How to Extract Specific Element from PDF or Scanned Image

Task like: How we can extract PAN number from Pan Card
or extracting specfic element from PDF invoice.
How we can do that.
Please tell in step wise

Hi Shubham,

Once you read the PDF File, you will get the extracted text data.
You need to identify the pattern of the specific data/field you want to get from the extracted data.

In your case the PAN Number has a pattern as mentioned below:

The PAN (or PAN number) is a ten-character long alpha-numeric unique identifier.
The first five characters are letters (in uppercase by default), followed by four numerals, and the last (tenth) character is a letter.
The fourth character identifies the type of holder of the card.

Sagar Singh

Ok thanks
And for invoice pdf? How to do that?
I used pdf form steps in workflow. some pdf’s fields are visible in pdfform steps but some not.

I used invoice1 pdf which was editable in browser if we open it. If this pdf I use in pdf form steps then field which are present in invoice pdf are visible.

But when I open another pdf which was not editable if we open in Browser.
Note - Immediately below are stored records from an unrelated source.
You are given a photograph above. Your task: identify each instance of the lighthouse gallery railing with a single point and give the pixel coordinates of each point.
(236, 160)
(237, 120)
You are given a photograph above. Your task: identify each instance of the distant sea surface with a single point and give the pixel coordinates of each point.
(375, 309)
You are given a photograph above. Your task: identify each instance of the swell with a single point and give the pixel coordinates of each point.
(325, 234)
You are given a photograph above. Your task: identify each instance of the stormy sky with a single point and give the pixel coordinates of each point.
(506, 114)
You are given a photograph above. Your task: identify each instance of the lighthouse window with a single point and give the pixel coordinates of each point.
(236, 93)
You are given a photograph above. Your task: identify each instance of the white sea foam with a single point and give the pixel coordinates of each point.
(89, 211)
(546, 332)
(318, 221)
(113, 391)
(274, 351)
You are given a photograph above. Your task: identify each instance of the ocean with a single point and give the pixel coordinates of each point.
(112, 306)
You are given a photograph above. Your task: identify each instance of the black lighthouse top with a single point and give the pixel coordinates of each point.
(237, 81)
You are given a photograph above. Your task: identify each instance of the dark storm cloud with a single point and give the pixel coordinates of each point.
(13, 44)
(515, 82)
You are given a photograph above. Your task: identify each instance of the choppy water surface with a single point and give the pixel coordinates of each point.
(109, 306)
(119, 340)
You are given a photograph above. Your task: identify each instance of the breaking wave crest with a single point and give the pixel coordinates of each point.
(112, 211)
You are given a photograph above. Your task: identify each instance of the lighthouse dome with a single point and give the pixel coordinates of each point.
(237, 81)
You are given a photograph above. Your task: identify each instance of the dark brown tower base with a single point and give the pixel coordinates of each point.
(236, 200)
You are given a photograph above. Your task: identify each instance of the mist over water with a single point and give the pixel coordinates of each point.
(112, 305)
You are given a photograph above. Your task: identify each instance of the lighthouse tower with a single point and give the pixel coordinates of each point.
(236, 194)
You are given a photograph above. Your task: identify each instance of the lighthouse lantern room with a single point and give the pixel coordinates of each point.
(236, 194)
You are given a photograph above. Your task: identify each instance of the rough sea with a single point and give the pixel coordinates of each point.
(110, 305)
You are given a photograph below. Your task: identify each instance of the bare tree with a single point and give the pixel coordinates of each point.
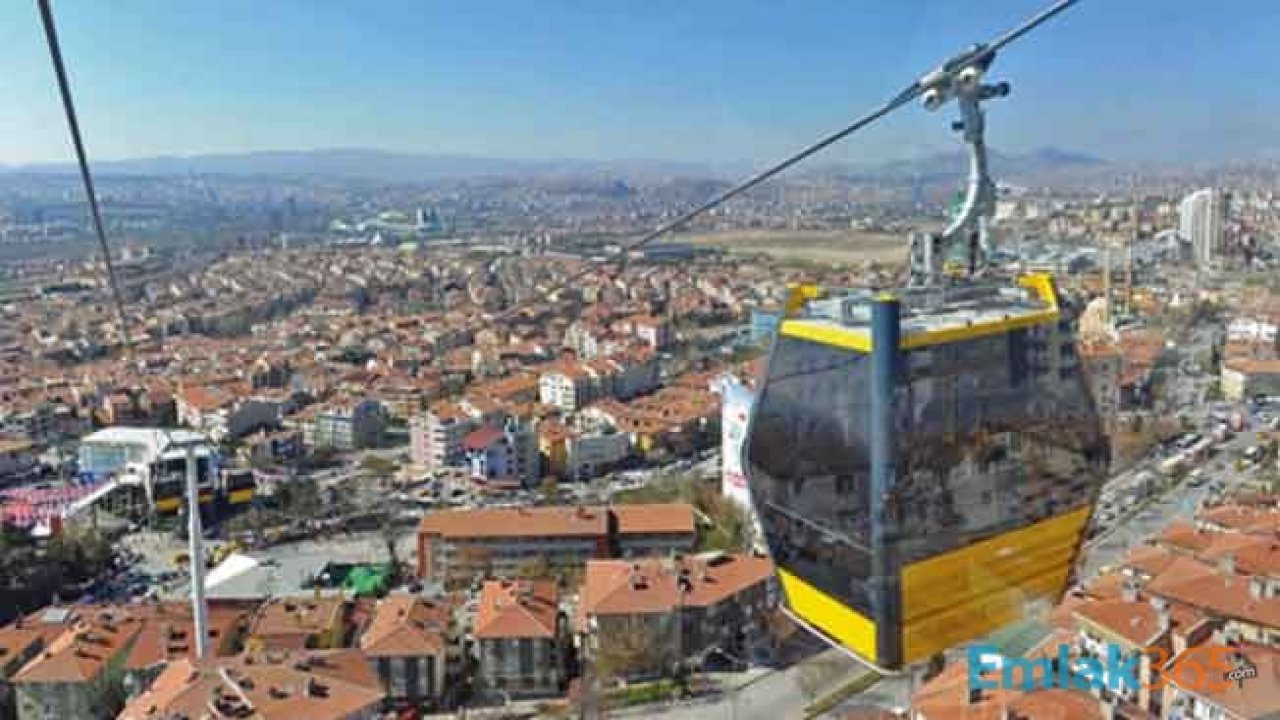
(817, 673)
(630, 645)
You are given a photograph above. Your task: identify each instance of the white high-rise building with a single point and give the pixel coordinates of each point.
(1200, 219)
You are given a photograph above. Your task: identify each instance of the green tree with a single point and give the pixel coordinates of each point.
(548, 486)
(378, 466)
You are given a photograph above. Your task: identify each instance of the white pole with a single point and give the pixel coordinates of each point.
(196, 554)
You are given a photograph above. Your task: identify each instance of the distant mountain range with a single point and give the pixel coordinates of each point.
(947, 165)
(402, 167)
(370, 164)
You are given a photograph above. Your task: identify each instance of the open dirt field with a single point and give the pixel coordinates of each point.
(822, 246)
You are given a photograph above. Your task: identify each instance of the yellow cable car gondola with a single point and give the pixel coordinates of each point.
(924, 463)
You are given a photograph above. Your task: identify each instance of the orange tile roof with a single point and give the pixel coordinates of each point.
(516, 522)
(1180, 534)
(83, 651)
(1136, 621)
(316, 686)
(287, 623)
(1243, 518)
(946, 696)
(1105, 587)
(1200, 586)
(517, 609)
(168, 630)
(656, 518)
(17, 637)
(1147, 559)
(1258, 697)
(626, 587)
(406, 625)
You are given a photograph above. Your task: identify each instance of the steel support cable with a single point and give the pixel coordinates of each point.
(46, 17)
(978, 54)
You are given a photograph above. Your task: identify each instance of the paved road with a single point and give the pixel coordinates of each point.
(778, 696)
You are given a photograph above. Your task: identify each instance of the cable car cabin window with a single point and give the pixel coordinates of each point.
(809, 465)
(986, 446)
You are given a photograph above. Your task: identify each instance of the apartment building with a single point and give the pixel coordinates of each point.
(654, 529)
(458, 545)
(520, 637)
(435, 436)
(347, 428)
(506, 454)
(77, 673)
(568, 386)
(1101, 363)
(411, 643)
(22, 641)
(280, 686)
(653, 605)
(297, 623)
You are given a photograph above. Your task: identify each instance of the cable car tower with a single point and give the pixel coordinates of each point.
(924, 461)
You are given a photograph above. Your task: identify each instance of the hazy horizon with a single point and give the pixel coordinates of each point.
(713, 82)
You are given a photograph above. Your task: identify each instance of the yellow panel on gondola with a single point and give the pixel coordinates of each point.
(241, 496)
(828, 615)
(970, 592)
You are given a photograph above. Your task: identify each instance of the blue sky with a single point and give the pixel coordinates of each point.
(698, 80)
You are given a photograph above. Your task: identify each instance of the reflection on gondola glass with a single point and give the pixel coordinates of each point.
(992, 456)
(809, 464)
(991, 437)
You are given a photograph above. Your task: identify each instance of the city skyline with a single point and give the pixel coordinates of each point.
(707, 83)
It’s field was not visible in pdf form steps

Hi Shubham,

The “Read PDF Form” plugin has a limitation, it works only with editable PDF forms.
That is the reason it is working fine with the first invoice in your case. But unable to get any fields from the other invoice as it is not editable.

Sagar Singh

Ok !
But in case if we need to read invoice then how we will do it?

There is another plugin available PDF to Text, you can try using that.
But it would read the PDF and return whole data in text.

Sagar Singh

As UIpath provides the feature of indicating elements on pdf or image. So I was trying to do that in AE.